Transparency

Status: Optimization

Introduction

How often do you go shopping, whether physically or online, find the products you are looking for and buy it without much of a second thought except for your imminent desire for this product. My guess would be most of the time, but what if you found out that this particular company forced cheap laborers, employed children or just destroyed a priceless natural landscape to gather the materials? You would probably think twice before buying it. But then again would you do the research to gather the information?

Breakdown

This is a complex situation, thus as a starting point, let us dissect this quote taken from A Brief History of the Masses (Jonsson 43)

“At the very moment when the third estate constitutes itself as the voice of the nation, a new distinction thus emerges. On the one hand, the most dynamic elements of the bourgeoisie step forward as universal citizens acting in the interest of the people, the plebs, or le menu peuple, who because of their poverty and ignorance can't conceivably participate in the political decisions that are made in their name. ”

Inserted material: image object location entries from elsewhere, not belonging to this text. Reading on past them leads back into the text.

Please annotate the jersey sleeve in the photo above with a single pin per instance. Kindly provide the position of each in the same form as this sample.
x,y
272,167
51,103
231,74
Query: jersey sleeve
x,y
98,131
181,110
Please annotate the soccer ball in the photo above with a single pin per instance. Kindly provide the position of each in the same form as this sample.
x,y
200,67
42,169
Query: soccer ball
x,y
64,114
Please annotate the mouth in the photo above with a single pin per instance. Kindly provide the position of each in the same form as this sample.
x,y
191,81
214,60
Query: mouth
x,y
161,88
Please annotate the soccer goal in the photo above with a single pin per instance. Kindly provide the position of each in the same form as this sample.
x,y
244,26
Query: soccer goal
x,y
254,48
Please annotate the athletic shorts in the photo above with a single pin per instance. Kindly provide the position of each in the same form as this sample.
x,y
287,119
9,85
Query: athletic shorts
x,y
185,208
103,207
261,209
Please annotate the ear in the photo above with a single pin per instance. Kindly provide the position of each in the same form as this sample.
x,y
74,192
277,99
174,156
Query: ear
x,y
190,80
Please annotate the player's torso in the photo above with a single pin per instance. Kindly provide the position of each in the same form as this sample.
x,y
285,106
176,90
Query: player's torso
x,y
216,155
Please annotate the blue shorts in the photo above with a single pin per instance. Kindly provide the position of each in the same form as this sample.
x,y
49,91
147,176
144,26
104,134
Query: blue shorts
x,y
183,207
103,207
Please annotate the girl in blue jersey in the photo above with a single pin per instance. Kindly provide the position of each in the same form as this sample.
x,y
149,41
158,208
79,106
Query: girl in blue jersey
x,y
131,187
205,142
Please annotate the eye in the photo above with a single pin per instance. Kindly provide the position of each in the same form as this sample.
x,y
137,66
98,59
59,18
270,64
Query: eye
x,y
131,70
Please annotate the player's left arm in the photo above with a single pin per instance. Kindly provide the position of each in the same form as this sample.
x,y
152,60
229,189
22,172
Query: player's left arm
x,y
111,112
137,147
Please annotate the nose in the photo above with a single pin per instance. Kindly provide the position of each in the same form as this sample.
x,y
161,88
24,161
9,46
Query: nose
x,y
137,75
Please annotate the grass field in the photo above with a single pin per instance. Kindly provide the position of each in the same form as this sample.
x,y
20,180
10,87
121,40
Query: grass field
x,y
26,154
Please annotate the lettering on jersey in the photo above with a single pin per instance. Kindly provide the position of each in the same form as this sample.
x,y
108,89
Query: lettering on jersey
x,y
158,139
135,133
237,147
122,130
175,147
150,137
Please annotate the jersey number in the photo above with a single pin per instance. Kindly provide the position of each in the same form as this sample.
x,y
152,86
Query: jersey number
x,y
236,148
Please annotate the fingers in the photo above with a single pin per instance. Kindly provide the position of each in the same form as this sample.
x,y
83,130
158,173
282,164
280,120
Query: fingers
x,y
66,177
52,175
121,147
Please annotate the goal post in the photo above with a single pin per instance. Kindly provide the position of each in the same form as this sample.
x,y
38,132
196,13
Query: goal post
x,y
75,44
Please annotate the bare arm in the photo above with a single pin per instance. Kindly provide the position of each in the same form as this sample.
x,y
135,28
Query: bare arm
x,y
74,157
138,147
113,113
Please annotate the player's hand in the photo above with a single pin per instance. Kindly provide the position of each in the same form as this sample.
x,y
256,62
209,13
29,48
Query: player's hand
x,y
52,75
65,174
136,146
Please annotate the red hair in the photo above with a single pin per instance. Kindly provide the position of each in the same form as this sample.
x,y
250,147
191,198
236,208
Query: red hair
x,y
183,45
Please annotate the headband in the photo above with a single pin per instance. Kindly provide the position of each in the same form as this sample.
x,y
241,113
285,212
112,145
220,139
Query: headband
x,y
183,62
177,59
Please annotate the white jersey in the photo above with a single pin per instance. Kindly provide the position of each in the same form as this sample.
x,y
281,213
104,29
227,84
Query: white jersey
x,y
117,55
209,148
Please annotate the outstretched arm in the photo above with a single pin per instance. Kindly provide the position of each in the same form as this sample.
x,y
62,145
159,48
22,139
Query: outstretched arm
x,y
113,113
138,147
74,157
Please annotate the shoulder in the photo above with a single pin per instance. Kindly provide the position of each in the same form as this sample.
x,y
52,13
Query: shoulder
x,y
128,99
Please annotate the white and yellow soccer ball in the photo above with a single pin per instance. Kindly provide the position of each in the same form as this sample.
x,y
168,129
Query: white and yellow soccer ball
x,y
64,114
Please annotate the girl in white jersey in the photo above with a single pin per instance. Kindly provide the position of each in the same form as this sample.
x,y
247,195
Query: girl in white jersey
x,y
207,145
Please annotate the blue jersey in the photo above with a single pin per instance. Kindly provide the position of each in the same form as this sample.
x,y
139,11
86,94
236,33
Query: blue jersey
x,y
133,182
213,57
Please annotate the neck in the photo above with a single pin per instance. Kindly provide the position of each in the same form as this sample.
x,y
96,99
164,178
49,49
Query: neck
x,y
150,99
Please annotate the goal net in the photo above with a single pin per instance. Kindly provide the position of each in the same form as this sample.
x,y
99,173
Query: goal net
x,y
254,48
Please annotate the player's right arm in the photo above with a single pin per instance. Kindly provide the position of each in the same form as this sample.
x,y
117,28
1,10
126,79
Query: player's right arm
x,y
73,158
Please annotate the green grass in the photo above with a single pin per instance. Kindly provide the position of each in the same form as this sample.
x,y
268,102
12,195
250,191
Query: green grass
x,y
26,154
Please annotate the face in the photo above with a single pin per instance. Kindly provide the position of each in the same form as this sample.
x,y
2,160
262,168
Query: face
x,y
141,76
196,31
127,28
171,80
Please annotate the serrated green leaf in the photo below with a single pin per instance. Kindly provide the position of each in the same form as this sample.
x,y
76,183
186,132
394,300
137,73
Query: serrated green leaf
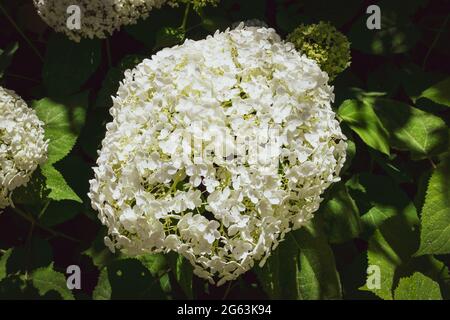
x,y
63,121
302,267
46,280
379,198
417,287
68,65
421,133
435,218
438,93
362,119
102,290
60,190
341,215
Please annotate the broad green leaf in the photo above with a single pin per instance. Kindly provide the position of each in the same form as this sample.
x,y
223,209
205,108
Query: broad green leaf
x,y
102,290
59,212
68,65
129,279
302,267
3,260
417,287
183,272
362,119
435,218
421,133
439,93
63,121
391,247
46,280
341,215
379,199
60,190
6,56
317,277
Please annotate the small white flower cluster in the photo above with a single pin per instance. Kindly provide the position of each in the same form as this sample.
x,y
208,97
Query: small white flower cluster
x,y
22,144
155,193
99,18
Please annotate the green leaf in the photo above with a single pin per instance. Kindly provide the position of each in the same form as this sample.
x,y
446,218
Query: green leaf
x,y
183,272
379,198
3,260
439,93
46,280
60,190
391,247
103,289
362,119
421,133
168,36
341,215
6,56
63,121
59,212
68,65
435,218
417,287
303,267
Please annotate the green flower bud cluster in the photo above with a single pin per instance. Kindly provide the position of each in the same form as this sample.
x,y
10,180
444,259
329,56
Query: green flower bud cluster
x,y
323,43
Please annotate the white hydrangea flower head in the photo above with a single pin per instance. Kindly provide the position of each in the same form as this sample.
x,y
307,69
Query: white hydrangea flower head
x,y
99,18
171,174
22,144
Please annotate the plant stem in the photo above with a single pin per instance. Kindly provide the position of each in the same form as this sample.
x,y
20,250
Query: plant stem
x,y
186,14
31,219
8,17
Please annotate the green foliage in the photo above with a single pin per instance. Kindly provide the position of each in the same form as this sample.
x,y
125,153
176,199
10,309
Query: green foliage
x,y
417,287
435,227
302,267
360,116
390,209
46,280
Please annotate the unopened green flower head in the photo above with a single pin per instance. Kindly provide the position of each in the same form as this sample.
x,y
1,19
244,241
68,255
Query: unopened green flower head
x,y
323,43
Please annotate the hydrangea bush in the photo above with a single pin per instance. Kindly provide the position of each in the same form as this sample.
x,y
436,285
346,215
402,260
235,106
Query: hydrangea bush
x,y
171,175
189,156
22,144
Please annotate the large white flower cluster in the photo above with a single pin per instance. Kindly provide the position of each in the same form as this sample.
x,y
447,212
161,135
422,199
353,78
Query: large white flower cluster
x,y
99,18
22,144
172,174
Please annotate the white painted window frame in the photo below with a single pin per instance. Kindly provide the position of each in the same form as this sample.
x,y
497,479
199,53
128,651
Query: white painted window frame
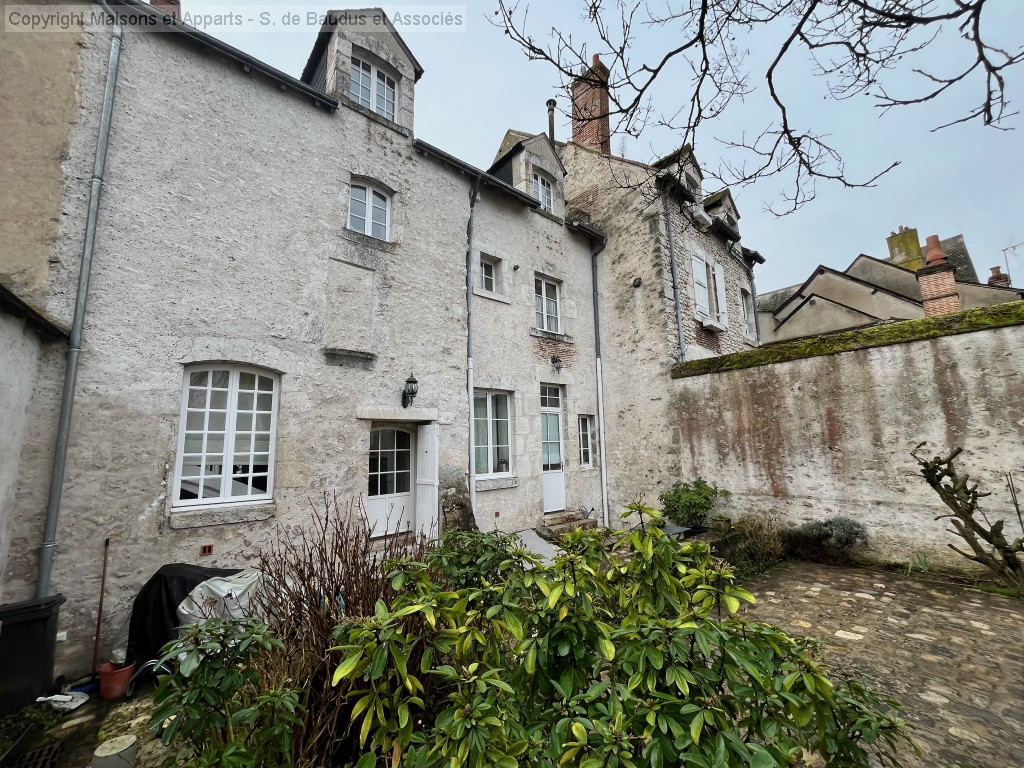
x,y
361,69
486,440
371,192
483,262
542,317
544,192
587,442
230,429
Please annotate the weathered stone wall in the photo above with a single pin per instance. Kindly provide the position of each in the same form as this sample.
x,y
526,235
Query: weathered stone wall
x,y
222,237
639,337
832,435
38,77
20,348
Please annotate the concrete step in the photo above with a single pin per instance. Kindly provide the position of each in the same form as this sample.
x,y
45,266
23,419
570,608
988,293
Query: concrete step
x,y
552,530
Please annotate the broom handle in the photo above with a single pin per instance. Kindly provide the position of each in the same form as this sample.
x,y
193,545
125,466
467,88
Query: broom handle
x,y
99,612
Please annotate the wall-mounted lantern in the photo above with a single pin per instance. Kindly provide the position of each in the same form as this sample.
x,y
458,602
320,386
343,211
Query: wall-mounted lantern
x,y
409,393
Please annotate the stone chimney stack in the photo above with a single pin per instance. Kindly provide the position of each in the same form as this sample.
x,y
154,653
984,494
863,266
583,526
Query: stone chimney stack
x,y
998,279
170,7
904,249
938,281
590,108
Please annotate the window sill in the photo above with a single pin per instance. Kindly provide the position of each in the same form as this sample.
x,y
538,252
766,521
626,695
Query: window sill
x,y
492,295
200,517
564,338
369,241
380,119
496,483
549,215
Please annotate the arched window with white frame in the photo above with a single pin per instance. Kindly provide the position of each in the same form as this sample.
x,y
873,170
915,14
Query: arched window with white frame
x,y
226,435
370,210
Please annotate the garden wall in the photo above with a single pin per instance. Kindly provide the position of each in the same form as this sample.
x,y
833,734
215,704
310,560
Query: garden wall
x,y
825,426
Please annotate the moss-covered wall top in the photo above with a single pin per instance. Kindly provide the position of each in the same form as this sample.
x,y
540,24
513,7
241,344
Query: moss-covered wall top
x,y
902,332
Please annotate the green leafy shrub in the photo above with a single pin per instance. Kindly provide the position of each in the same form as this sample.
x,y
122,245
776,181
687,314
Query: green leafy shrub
x,y
688,504
830,542
627,656
756,543
217,701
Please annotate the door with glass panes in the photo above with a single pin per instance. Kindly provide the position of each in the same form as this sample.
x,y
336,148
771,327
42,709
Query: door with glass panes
x,y
390,497
551,449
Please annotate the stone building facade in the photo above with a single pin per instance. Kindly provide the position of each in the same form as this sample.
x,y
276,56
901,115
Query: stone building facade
x,y
272,262
675,283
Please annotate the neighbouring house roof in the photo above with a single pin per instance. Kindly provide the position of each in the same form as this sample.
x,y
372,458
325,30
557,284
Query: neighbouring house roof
x,y
11,304
769,302
248,62
505,155
328,29
486,178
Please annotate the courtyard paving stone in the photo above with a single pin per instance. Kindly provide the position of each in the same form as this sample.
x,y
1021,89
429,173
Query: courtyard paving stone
x,y
951,655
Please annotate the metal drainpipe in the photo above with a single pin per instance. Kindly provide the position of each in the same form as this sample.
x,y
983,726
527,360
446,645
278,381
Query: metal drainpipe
x,y
75,343
474,190
675,275
600,381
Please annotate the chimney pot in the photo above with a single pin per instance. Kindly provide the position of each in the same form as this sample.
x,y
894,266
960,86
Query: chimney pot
x,y
935,254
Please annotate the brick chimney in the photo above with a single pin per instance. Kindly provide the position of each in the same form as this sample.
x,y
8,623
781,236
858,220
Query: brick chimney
x,y
938,282
170,7
904,249
998,279
590,108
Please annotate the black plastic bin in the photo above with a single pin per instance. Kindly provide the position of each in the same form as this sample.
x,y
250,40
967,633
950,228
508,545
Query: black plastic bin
x,y
28,634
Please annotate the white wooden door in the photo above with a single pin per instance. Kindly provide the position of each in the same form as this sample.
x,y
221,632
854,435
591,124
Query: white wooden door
x,y
390,498
552,453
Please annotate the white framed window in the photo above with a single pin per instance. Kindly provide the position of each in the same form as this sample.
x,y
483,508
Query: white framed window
x,y
489,273
709,290
492,429
369,210
372,88
750,323
587,450
543,192
546,305
226,435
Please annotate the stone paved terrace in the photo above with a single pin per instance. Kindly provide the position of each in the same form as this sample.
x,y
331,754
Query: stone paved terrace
x,y
953,656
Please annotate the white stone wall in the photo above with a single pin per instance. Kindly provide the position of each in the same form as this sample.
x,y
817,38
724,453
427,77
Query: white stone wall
x,y
639,336
221,237
833,435
20,348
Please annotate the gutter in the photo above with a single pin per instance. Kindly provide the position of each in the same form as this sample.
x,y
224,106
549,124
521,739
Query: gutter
x,y
248,62
675,278
78,322
470,384
600,241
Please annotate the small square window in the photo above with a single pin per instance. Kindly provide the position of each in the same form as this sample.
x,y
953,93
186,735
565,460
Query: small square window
x,y
372,88
543,192
587,451
369,211
546,305
489,273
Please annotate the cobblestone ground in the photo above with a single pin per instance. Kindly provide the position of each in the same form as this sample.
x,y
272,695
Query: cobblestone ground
x,y
953,656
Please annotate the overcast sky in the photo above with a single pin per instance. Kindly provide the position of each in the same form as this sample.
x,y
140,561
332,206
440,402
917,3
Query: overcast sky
x,y
477,83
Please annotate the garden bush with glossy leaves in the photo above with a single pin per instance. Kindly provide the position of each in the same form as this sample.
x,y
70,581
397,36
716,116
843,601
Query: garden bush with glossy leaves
x,y
626,650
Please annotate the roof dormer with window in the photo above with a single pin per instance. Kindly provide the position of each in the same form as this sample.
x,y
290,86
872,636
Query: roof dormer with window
x,y
360,58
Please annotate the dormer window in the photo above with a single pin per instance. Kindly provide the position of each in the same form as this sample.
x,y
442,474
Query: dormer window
x,y
543,192
372,88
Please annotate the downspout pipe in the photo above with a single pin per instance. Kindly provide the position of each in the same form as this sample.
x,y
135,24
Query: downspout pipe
x,y
75,342
595,251
473,194
675,275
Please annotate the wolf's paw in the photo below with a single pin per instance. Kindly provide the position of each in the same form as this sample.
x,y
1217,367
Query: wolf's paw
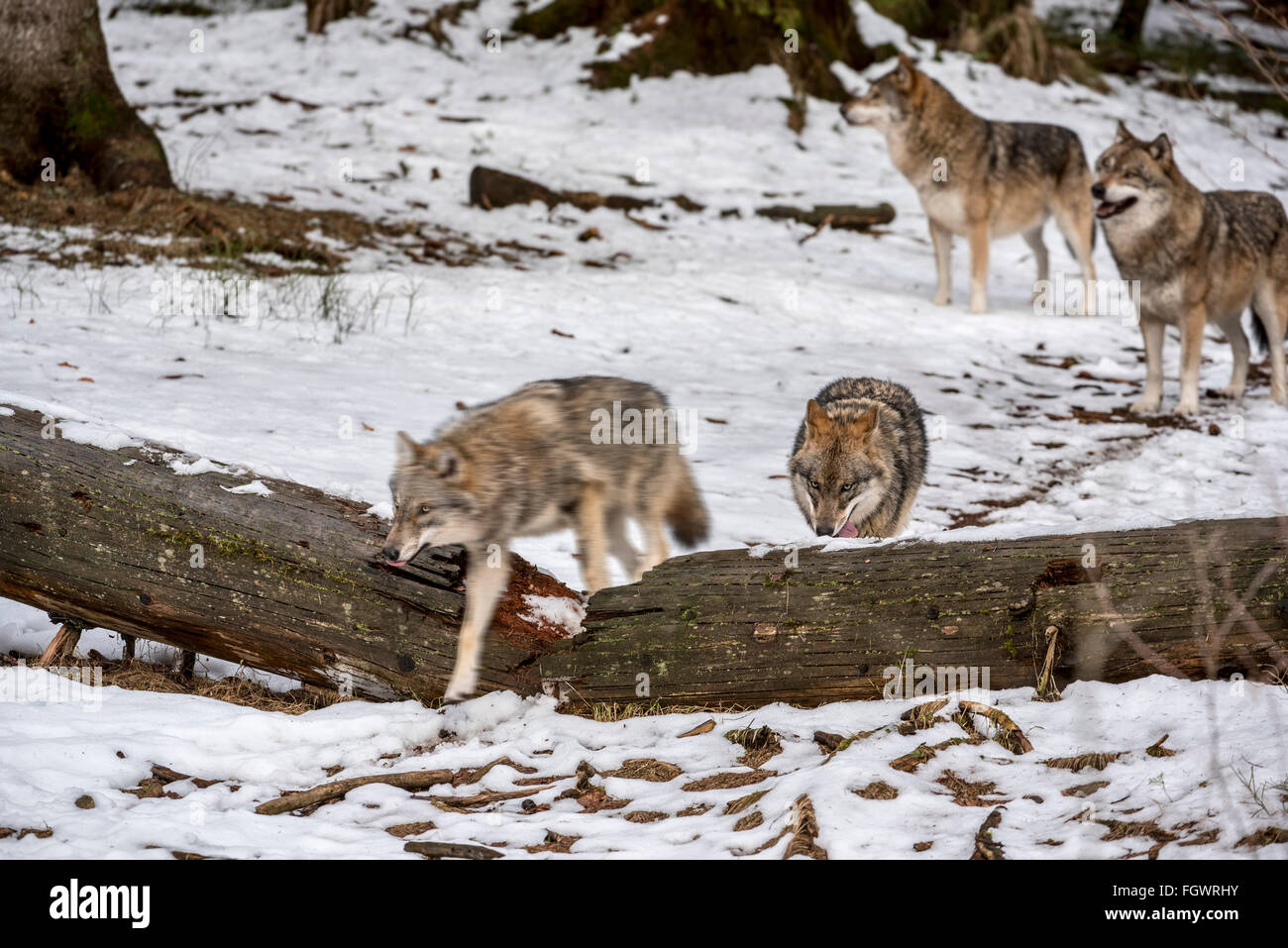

This relates to democracy in the making during the French revolution. Let us remember these events were set in motion to empower the people and, in a way, the bourgeoisie used the masses' raw power to place themselves into power, as the people joined willingly due to living conditions getting worse. Here we can make an obvious parallel with the “gilet jaune” movement occurring at the moment in France. In the modern case, there are people working up to three part-time jobs (Donada) and being victims of a 100% increase in energy cost (“Retour sur l'augmentation du prix de différentes énergies”). Around the world there have been changes in living conditions and opportunity, but everyone is too busy to dig into it. It is understandable that when you finish your long hours all you want is to sit down and forget everything by playing video games, looking at series, videos or memes and you certainly do not want to go into the complexity that encompasses the cheap product you buy that helps destroy life.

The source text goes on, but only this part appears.